The first thing Sylvia MacDonald, K9’s owner, sees in the dogs that come through the front door of the shop?
“We really look at the owner first because most issues stem from the owner,” Sylvia tells me. “We talk to the owner as we assess the dog’s behaviour. You can’t just approach any dog because we’re strangers, so we assess the behaviour of both.”
For Sylvia and dog groomers everywhere, it’s important to read the connection between dog and owner. Once that understanding is established and the groomer is comfortable with the relaxed attitude of everyone involved, only then do they put their hands in a the dog’s mouth.
1. How can people comfort their pets?
Dogs read their owners. The majority of their reactions are based on how their people react. The more calm and natural the owner is, the more relaxed the animal will be. Anesthetic-free teeth cleaning is a natural, non-invasive procedure so the dog will inevitably respond the same way the owner responds.
2. Do dogs read people?
“Absolutely.” Dogs are intelligent and they’re intuitive. They pick up on the energy of their people and the people around them. “If you’re really nervous it goes right down the leash,” says Sylvia.” Let’s say you’re walking your dog and you see a pitbull running at you – how will you respond? How will your dog respond?”

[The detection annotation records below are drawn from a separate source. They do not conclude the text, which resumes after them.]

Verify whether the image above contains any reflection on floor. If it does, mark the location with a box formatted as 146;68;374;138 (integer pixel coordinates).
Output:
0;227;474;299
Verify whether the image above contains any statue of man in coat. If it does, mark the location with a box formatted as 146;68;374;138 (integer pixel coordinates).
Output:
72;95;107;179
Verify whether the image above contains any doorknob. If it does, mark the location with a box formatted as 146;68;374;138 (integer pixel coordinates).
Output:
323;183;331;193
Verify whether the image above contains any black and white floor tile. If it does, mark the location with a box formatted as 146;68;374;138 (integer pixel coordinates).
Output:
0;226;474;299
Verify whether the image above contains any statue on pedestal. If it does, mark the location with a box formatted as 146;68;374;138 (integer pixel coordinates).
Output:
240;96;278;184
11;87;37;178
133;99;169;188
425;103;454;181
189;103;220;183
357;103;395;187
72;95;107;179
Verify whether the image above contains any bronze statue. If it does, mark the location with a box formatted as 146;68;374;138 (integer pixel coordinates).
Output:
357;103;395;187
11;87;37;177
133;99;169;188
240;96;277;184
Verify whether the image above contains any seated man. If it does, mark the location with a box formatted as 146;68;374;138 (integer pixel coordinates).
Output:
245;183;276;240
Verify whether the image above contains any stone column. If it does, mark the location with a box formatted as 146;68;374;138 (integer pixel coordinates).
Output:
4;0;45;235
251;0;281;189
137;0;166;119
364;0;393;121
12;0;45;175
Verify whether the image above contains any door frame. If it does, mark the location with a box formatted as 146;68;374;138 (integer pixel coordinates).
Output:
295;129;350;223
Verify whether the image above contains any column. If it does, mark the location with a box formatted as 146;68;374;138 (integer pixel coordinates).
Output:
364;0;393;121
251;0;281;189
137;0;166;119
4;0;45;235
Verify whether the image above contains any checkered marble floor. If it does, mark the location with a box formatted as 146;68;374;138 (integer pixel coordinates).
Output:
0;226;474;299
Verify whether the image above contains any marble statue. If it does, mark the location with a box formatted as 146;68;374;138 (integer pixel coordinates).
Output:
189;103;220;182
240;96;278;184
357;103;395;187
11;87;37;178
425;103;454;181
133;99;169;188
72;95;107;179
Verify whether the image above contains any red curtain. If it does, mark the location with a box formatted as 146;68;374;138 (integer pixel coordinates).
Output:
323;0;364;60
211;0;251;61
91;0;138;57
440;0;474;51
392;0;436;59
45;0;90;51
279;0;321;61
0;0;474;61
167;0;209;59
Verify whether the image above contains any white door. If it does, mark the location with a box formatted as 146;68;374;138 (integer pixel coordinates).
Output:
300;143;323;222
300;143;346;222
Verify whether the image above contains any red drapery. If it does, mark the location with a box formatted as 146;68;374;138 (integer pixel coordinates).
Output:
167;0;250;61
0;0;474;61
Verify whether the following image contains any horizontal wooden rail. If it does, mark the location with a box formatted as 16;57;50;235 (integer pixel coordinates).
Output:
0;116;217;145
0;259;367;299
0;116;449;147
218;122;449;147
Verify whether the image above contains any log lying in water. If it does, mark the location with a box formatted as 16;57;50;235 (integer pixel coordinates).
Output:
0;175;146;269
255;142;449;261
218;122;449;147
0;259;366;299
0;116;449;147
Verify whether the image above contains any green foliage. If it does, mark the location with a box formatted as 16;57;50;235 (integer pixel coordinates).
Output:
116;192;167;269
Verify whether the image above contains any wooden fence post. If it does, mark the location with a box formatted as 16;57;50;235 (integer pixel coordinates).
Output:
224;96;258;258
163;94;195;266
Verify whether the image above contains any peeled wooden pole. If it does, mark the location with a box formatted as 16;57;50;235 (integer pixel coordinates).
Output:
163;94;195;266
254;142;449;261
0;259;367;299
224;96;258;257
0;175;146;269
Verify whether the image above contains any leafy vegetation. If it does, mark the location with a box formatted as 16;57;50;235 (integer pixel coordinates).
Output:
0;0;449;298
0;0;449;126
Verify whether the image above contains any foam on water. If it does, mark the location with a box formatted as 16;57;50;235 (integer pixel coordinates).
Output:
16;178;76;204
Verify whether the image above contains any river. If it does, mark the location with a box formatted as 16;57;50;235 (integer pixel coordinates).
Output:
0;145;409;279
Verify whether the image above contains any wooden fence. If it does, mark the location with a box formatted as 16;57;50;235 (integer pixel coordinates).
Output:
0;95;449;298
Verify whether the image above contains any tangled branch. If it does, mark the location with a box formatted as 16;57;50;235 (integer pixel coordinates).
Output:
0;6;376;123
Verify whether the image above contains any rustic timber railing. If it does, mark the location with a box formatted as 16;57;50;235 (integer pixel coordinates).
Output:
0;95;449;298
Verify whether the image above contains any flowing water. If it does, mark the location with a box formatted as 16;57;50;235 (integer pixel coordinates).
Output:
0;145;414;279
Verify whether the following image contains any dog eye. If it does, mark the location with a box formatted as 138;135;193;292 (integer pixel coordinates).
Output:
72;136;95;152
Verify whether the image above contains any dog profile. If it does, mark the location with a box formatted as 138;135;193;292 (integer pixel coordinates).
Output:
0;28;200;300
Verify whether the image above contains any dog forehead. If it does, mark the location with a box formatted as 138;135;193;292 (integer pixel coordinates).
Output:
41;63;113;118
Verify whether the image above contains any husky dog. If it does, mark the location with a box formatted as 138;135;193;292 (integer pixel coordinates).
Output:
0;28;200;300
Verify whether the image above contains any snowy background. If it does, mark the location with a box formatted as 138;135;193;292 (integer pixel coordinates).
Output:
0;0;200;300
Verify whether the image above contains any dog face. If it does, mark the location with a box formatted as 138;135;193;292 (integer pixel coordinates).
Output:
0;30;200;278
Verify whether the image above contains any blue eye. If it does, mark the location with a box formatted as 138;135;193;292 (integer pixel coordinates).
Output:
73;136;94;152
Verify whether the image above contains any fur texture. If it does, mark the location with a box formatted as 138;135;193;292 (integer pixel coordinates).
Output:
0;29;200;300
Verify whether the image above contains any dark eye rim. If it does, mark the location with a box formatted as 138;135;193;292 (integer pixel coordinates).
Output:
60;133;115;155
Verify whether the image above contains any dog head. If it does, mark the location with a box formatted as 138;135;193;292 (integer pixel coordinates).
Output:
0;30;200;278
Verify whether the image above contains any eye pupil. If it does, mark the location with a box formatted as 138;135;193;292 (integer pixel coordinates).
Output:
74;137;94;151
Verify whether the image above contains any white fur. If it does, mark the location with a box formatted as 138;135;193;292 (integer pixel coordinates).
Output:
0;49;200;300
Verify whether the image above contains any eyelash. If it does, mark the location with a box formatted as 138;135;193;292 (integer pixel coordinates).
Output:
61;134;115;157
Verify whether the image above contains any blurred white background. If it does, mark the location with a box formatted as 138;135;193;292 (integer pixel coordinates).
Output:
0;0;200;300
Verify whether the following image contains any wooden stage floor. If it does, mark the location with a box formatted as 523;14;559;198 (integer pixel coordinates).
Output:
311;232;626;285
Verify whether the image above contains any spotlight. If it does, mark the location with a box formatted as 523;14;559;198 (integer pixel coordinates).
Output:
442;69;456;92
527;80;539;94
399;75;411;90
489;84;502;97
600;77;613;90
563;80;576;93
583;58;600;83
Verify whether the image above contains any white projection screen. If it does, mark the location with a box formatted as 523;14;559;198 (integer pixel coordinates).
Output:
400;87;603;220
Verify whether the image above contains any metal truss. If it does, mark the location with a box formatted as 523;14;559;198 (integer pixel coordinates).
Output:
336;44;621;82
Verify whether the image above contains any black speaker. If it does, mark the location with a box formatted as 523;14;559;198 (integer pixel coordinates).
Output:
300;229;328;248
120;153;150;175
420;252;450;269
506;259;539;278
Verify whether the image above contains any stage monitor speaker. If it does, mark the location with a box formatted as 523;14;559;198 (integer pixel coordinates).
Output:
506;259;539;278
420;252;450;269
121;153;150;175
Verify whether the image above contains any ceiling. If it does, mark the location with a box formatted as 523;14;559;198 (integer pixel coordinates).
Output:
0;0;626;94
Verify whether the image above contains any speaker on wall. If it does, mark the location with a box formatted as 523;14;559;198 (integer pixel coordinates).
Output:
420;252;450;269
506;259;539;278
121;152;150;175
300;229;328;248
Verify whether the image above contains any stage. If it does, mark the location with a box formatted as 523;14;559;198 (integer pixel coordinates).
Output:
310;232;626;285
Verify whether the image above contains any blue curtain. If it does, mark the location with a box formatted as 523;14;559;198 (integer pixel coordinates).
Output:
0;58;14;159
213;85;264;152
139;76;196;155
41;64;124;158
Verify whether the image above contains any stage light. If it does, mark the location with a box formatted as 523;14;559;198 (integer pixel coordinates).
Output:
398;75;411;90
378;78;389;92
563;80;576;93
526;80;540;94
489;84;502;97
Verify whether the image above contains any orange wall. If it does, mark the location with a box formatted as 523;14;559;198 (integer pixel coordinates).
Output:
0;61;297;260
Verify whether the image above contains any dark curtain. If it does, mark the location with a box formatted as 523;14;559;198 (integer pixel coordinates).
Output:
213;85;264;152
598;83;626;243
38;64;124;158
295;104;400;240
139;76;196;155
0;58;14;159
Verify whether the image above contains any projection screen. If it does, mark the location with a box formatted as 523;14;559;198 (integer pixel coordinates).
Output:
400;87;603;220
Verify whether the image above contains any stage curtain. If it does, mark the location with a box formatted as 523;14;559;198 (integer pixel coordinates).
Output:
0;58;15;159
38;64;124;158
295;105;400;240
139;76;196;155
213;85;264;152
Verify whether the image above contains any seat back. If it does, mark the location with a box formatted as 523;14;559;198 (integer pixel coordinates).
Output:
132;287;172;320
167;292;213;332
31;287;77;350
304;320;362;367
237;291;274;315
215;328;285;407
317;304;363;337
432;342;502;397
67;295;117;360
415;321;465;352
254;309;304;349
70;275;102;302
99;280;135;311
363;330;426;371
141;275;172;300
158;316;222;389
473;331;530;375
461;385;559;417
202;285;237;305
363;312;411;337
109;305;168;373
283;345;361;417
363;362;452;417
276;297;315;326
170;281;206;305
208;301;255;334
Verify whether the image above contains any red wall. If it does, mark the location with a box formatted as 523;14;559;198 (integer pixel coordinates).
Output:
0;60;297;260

Whether you’re training a new pup or reinforcing habits like refraining from barking, it’s important to be assertive with your dog but it depends on the situation. Every dog has a different personality, just like humans. Once you tap into a dog’s personality training that dog will get easier, but understanding their owner’s personality gives groomers a headstart.
3. How do you know when to be assertive and when to be supportive?
It’s handy to know the characteristics of your dog’s breed. For instance, a sheltie is a very timid dog, so groomers like Sylvia are very careful and gentle when they work on their teeth. On the other hand, Sylvia approaches a growling cocker spaniel much differently. Another unique situation is the rescue dog who’s been mistreated. In that situation patience is key.
4. Is it difficult to build trust when you’re grooming a new dog?
It depends on the dog, their breed and their history. “Every dog has a unique personality and that’s what a behaviourist looks for,” says Sylvia. “What’s going on in that dog’s head? What was their history? How can we help this particular animal?”
Not only do dog behaviourists work to understand their animals better, a big part of their job is understanding the circumstances that helped shape that dog.
5. What’s it like when you finally establish that trustworthy relationship?
“It’s beautiful, as soon as a dog is confident with you he’ll let you do anything,” says Sylvia. Building a relationship from scratch and establishing trust with a dog demonstrates your ability and your willingness to take care of him. He or she knows you won’t hurt them and they know they can relax and go with the flow.
6. Ever thought about bigger game? Like cleaning alligators’ or elephants’ teeth?
“You know what, humans always say to me, can you clean my teeth? I always say no, you bite, the dog doesn’t. I thought about horses but I’m not a horse trainer or know enough horse training, so no, I’m going to stick with dogs.
“Working with dogs is what I know and it’s what I’ve always known.”
And for Sylvia, it helps that the dogs know it, too.